Foto: picture-alliance/dpa/A. Catueira
Dhlakama e Nyusi: Menos mãos melhores resultados
O líder da RENAMO e o Presidente da República decidiram prescindir de mediadores e passaram a negociar o acordo pessoalmente. Desde então consensos têm sido alcançados, um deles relativo à revisão pontual da Constituição, no âmbito do processo de descentralização em fevereiro de 2018. A aprovação da proposta pelo Parlamento é urgente, pois as próximas eleições de 2018 e 2019 dependem dele.
Foto: Presidencia da Republica de Mocambique
Dhlakama: Não foi a bala que ditou o seu fim
Na manhã de 3 de maio o maior líder da oposição em Moçambique perdeu a vida vítima de doença.
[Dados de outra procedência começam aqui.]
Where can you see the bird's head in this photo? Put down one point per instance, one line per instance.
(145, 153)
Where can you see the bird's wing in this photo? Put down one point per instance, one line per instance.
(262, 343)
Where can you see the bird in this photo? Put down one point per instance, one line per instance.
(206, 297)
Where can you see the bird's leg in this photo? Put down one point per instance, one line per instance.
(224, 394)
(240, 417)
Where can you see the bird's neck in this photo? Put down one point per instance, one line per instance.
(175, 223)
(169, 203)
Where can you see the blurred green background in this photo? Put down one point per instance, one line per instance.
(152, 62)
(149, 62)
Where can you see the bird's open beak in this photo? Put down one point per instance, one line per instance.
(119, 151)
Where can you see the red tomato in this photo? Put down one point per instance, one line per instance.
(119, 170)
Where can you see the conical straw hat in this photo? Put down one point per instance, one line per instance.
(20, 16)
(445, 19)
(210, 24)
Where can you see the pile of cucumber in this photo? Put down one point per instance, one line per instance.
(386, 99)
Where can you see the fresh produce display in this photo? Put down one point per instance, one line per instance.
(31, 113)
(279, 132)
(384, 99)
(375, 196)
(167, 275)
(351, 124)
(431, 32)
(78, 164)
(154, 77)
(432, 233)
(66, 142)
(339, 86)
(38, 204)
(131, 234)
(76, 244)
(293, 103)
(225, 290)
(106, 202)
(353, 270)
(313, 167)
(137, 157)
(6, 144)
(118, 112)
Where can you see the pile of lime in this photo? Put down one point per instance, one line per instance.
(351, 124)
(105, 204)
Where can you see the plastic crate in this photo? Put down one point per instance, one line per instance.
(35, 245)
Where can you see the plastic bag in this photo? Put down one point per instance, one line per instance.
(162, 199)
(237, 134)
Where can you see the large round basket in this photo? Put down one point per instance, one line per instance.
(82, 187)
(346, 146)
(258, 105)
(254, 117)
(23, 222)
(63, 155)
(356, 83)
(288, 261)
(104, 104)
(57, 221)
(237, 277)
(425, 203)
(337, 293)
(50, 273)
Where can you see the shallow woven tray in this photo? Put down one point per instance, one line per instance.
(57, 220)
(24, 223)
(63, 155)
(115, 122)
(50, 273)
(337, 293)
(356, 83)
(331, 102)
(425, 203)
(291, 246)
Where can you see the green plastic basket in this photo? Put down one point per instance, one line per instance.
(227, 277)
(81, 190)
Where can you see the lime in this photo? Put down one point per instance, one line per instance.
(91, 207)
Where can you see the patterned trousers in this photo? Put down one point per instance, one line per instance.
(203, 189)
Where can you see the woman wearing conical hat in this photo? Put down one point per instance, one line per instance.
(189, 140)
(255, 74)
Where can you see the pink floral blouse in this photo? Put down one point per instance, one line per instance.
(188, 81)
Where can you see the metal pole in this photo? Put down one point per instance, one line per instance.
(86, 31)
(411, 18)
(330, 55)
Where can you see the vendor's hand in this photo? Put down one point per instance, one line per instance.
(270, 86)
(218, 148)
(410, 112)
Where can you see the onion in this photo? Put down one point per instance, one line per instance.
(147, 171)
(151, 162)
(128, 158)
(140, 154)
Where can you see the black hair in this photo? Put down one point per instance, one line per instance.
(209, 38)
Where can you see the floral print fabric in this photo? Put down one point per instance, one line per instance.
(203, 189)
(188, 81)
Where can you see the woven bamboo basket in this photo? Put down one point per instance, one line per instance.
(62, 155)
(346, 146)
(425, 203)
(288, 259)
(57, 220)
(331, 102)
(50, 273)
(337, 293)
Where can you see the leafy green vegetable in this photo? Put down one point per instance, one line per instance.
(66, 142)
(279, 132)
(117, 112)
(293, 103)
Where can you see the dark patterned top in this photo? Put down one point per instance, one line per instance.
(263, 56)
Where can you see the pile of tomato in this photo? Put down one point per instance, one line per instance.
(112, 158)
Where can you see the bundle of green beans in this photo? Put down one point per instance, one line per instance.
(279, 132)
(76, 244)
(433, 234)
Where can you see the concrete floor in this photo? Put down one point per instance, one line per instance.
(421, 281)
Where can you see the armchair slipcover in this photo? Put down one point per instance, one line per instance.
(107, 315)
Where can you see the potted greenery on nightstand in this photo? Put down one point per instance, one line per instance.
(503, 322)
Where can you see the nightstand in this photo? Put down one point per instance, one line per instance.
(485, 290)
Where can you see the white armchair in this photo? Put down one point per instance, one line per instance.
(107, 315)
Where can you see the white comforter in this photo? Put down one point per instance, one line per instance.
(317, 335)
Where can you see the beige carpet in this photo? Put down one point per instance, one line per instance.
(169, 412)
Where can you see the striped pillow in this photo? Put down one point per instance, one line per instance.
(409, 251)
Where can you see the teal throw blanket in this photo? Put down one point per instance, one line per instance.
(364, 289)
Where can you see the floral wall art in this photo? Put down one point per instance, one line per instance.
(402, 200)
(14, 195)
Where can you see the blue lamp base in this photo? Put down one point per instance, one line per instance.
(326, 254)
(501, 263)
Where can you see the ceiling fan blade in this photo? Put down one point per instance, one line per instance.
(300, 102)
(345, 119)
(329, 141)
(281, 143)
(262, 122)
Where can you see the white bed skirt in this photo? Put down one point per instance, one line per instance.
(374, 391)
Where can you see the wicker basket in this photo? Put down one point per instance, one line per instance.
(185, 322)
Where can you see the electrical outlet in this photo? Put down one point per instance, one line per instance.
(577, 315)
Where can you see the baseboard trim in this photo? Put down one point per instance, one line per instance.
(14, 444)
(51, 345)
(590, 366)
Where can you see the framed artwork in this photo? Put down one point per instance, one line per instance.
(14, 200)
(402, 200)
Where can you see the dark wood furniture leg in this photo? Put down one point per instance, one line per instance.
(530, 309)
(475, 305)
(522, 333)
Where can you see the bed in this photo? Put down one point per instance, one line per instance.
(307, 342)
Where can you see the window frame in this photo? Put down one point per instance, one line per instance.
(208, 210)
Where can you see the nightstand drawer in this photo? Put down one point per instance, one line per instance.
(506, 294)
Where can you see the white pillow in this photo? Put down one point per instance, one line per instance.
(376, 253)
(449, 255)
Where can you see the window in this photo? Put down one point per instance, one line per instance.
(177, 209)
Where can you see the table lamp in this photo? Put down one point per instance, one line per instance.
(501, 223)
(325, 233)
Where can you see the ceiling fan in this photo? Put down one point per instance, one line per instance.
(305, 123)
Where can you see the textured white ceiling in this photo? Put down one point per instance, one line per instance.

Deixa aos seus correlegionários a tarefa de negociar outro ponto controverso na crise com o Governo: a desmilitarização ou integração dos homens armados da RENAMO no exército nacional. Há quase 40 anos à frente da liderança da RENAMO teve de negociar com todos os Presidentes de Moçambique independente.